This project aims to uncover the trends and topics of the annual Cognitive Science Society conference using dynamic topic modeling.
Paper: Topics and Trends in Cognitive Science (2000-2017) - to be published in the Proceedings of the 40th Annual Conference of the Cognitive Science Society.
Website: Find similar papers!
Download PDFs from Archives of the Cognitive Science Society Conference Proceedings
Copy PDFs into text_data_new/
Process PDFs:
generate_dtm_input.py
- input: PDFs in text_data_new/volume_{}/
- output: dtm_input_data/dtm_input-mult.dat
dtm_input_data/dtm_input-seq.dat
Use our DTM version: alexanderrich/dtm
Talk to your local High Performance Cluster correspondent how to set everything up.
Run the script run_all.s
@Alex: How did you create dtm_processed_output.p?

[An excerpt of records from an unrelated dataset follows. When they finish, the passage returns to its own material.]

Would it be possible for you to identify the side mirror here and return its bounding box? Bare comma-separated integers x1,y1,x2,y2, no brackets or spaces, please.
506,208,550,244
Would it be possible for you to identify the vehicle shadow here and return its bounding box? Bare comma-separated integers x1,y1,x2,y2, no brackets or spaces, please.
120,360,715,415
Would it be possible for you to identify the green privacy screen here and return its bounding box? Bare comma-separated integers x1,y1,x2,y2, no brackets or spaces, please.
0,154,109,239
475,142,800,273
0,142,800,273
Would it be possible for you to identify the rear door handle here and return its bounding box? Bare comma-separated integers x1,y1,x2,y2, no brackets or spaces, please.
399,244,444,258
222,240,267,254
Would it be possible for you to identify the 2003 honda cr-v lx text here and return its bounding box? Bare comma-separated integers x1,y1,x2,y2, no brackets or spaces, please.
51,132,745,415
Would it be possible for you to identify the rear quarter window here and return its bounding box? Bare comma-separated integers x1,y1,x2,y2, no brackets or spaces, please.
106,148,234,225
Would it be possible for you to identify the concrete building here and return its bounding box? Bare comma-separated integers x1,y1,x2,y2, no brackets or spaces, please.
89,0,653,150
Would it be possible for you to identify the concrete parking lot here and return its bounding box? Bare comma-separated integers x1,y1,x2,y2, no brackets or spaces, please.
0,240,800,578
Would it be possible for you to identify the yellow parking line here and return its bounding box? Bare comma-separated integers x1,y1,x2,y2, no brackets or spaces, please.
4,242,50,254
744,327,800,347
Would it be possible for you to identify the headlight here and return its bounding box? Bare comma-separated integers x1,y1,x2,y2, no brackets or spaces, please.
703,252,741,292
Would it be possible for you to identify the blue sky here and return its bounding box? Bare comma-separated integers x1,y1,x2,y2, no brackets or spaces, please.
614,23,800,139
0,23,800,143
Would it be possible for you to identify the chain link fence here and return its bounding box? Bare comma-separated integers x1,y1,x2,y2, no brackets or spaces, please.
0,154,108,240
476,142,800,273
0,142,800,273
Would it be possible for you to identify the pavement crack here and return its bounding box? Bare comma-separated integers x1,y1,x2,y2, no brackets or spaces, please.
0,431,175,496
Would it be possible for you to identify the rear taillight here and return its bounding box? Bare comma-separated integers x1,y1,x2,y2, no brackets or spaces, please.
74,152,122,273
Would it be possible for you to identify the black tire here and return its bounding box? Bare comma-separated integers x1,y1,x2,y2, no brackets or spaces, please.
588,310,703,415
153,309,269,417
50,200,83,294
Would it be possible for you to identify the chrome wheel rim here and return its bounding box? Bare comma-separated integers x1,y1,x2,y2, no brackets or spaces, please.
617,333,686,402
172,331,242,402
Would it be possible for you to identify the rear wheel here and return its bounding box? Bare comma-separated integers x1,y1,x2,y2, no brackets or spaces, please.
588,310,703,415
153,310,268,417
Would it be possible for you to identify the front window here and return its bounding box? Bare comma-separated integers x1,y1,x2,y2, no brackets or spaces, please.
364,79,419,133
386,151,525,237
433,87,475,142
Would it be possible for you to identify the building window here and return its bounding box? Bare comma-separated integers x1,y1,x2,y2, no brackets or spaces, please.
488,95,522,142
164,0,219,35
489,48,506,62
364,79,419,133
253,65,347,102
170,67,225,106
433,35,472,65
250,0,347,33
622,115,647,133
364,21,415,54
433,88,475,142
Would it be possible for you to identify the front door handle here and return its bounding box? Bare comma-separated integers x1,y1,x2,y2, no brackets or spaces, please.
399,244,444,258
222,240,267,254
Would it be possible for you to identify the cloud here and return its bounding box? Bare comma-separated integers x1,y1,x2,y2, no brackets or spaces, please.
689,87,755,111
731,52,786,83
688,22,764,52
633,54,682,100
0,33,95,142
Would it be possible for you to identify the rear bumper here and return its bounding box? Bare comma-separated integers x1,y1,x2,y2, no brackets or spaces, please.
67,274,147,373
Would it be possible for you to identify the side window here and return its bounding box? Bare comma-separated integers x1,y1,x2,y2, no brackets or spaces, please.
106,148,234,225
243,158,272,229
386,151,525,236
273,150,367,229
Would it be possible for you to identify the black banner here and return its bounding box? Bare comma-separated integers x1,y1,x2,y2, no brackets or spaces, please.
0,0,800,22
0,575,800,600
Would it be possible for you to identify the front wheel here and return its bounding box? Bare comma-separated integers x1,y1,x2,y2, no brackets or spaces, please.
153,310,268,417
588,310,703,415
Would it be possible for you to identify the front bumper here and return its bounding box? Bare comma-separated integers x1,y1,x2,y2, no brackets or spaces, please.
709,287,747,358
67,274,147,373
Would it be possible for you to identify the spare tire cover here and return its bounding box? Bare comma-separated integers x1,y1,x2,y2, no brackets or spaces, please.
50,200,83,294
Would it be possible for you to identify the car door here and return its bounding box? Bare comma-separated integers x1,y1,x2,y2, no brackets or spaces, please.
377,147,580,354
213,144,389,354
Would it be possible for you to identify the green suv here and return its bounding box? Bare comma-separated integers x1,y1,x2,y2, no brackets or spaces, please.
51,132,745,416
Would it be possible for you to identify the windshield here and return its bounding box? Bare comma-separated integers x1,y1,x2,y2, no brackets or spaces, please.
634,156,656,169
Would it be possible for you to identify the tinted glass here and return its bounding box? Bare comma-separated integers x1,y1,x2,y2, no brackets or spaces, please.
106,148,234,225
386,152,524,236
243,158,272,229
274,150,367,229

Exporting model output into csv tables:
pickle_to_csv.ipynb
- input: output/dtm_processed_output.p
- output: output/csv/year_doc_topic.csv
output/csv/topicnames.csv
output/csv/year_topic_word.csv
Exporting original data into csv tables:
doc_word_freq.ipynb
- input: dtm_input_data/dtm_input-mult.dat
- output: output/csv/doc_word_freq.csv
See R scripts in the folder R. The R scripts save all figures into the folder figures.
Due to the exploratory nature of this project there are several scripts and figures that did not make their way into the paper.